15. En deuxième lieu, il ressort des mentions du relevé d’information intégral que l’infraction commise le 1er juillet 2017 a été constatée par l’intermédiaire d’un procès-verbal électronique ainsi qu’en atteste la mention « PVE », mais sans interpellation du conducteur comme cela ressort du procès-verbal d’infraction produit par le ministre en défense, qui ne fait pas mention de l’identité du conducteur.

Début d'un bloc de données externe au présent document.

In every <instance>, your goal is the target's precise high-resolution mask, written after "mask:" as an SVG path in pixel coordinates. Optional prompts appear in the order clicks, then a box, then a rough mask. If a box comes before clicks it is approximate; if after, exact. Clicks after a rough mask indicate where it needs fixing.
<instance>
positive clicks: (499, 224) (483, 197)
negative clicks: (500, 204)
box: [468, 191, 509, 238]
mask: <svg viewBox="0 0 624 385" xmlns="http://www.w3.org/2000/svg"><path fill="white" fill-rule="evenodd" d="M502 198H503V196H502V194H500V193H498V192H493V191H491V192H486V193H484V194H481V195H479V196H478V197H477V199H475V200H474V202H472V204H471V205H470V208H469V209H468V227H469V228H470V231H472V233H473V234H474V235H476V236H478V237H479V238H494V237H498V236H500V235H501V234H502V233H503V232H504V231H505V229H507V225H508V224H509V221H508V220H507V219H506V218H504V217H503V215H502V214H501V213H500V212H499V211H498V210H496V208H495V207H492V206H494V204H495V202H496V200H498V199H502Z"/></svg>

Faute pour le ministre de rapporter la preuve de la réception par la requérante de l’avis d’amende forfaitaire majorée émis à la suite de cette infraction, et alors que la circonstance qu’elle aurait reçu, lors de la constatation de l’infraction du 9 février 2017 qui concerne une infraction d’une nature différente, les informations suffisantes, n’est pas de nature à se substituer à ce défaut d’information, le moyen tiré du défaut d’information ne peut qu’être accueilli.

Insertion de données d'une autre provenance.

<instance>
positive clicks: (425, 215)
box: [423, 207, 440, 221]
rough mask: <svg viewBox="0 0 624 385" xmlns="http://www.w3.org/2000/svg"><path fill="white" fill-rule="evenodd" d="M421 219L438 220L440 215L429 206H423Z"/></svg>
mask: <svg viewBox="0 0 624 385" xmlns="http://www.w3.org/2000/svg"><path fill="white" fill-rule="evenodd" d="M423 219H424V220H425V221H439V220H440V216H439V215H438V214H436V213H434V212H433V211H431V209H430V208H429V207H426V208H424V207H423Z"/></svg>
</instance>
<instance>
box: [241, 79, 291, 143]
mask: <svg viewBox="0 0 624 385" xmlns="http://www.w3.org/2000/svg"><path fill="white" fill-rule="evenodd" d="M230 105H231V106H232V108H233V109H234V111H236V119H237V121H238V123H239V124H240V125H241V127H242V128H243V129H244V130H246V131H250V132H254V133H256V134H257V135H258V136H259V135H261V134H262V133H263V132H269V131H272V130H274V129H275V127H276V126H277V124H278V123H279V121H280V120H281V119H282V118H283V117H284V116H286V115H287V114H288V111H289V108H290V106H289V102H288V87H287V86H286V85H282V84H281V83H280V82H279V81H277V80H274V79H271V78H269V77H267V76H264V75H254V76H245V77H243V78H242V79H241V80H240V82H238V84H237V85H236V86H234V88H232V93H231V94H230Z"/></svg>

16. En troisième lieu, il ressort des mentions du relevé d’information intégral que l’infraction commise le 30 janvier 2020 a été constatée par l’intermédiaire d’un procès-verbal électronique ainsi qu’en atteste la mention « PVE ». Faute pour le ministre de produire ce procès-verbal et de rapporter la preuve de la réception par la requérante de l’avis d’amende forfaitaire majorée émis à la suite de cette infraction, le moyen tiré du défaut d’information ne peut qu’être accueilli, sans que le ministre puisse utilement soutenir que l’intéressée aurait bénéficié à l’occasion des infractions précédentes des 20 décembre 2016, 9 février 2017 et 3 janvier 2018 de l’ensemble des informations légalement exigées, eu égard au délai écoulé entre ces infractions et celle du 30 janvier 2020.
17. Il résulte de ce qui précède que Mme A… B… est seulement fondée à demander l’annulation des décisions de retrait de points intervenues à la suite des infractions des 1er juillet 2017 et 30 janvier 2020, ayant donné lieu respectivement au retrait de quatre points et de deux points.
Sur les conclusions à fin d’injonction :
18. Les annulations prononcées au point 17 impliquent nécessairement qu’il soit enjoint au ministre de l’intérieur de restituer à Mme A… épouse B… les six points illégalement retirés suite aux infractions des 1er juillet 2017 et 30 janvier 2020, dans un délai d’un mois à compter de la notification du jugement.
Sur les frais liés au litige :
19. Dans les circonstances de l’espèce, il n’y a pas lieu de mettre à la charge de l’Etat la somme que la requérante demande au titre des dispositions de l’article L. 761-1 du code de justice administrative.
D E C I D E :
Article 1er : Il n’y a pas lieu de statuer sur les conclusions à fin d’annulation de la décision « 48 SI » du 29 septembre 2022.
Article 2 : Les retraits de six points consécutifs aux infractions des 1er juillet 2017 et 30 janvier 2020 sont annulés.
Article 3 : Il est enjoint au ministre de l’intérieur de restituer à Mme A… épouse B… les six points illégalement retirés suite aux infractions des 1er juillet 2017 et 30 janvier 2020, dans un délai d’un mois à compter de la notification du jugement.
Article 4 : Le surplus des conclusions de la requête est rejeté.
Article 5 : Le présent jugement sera notifié à Mme C… A… épouse B… et au ministre de l’intérieur.
Rendu public par mise à disposition du greffe le 4 novembre 2025.
La présidente-rapporteure,
Signé
C. CASTANYLa greffière,
Signé
L. RETALI
La République mande et ordonne au ministre de l’intérieur, en ce qui le concerne, ou à tous commissaires de justice à ce requis, en ce qui concerne les voies de droit commun contre les parties privées, de pourvoir à l’exécution de la présente décision.